TextChunker doesn't handle Markdown Tables
Context / Scenario
TextChunker doesn't have any code to properly handle Markdown Tables. In fact, when searching using Memory a markdown file with tables, I often find unusable truncated tables in the recalled partitions.
What happened?
Tables in markdown need to be chunked in a single embedding, it doesn't make sense to split the content strictly based on token limit.
Here an example of a recalled partition:
no | no | yes |
#### Pros and cons
Following are a few pros and cons to decide which pattern to use:
[..other text...]
The top line "no | no | yes |" is a partial row of this full table:
The following table shows a summary of the main qualities for each pattern and can help you select a pattern fit for your use case.

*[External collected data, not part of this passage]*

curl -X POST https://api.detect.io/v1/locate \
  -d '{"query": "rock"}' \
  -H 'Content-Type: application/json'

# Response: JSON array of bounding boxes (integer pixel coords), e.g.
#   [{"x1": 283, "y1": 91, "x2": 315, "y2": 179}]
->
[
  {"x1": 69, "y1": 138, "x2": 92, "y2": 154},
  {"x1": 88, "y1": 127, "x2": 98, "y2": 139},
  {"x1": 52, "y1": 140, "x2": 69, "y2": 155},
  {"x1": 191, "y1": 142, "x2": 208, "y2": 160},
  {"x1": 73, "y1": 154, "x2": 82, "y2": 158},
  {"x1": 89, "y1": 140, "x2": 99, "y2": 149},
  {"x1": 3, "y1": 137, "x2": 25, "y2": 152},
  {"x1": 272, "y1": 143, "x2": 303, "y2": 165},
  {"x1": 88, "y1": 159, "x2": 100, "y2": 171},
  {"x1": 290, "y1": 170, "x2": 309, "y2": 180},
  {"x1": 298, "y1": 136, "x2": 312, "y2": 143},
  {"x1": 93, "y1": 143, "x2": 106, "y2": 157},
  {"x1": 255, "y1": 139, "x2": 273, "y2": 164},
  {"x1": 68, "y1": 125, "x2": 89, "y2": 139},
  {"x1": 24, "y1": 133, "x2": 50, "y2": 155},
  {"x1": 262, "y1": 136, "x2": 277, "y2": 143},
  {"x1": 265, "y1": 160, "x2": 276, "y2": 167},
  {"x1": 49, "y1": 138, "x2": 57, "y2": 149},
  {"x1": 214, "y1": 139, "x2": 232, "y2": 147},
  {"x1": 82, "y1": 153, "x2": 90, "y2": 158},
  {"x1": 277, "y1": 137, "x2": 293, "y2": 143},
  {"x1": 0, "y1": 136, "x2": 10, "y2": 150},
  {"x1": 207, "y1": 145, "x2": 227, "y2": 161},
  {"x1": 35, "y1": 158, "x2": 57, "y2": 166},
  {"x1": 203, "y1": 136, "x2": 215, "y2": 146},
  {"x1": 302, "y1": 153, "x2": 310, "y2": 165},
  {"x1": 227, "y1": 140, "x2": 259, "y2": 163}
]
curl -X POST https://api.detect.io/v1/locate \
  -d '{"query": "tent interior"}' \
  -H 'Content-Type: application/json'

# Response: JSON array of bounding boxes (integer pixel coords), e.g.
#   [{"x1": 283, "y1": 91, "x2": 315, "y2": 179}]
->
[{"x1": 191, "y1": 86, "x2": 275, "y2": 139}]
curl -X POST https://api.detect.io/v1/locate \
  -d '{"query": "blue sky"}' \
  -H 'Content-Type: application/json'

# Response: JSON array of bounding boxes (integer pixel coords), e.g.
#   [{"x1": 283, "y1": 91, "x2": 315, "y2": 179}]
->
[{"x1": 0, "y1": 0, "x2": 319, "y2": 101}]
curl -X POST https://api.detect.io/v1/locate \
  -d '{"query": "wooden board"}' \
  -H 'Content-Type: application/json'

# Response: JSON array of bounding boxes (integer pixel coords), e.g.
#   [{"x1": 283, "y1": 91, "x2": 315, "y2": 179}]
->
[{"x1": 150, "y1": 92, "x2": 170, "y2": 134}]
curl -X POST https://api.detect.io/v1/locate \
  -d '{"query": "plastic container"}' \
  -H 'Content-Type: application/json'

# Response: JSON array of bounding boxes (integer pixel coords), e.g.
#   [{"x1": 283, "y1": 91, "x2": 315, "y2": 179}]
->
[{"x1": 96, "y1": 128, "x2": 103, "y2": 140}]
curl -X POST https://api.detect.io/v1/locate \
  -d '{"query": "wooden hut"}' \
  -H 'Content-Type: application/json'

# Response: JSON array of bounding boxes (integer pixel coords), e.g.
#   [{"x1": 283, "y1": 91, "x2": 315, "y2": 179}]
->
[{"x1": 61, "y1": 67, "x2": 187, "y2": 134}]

| API qualities\patterns | Properties and behavior described in metadata | Supports combinations of properties and behaviors | Simple query construction |
|-------------------------|-----------------------------------------------|---------------------------------------------------|---------------------------|
| Type hierarchy | yes | no | no |
| Facets | partially | yes | yes |
| Flat bag | no | no | yes |
Embedding part of table rows out of context will significantly reduce the grounding ability of the LLM to answer questions.
Here is how I would expect Markdown Tables embeddings to be chunked:
- if the embedding token limit allows, ingest the whole table + the non-empty line above for context
- if the table doesn't fit in the embedding token limit, split the entire rows in multiple embeddings, ensuring the header and line above are repeated in each embedding
- if the entire table row doesn't fit in the embedding token limit, embed as many cells as possible with the relative column header in one chunk.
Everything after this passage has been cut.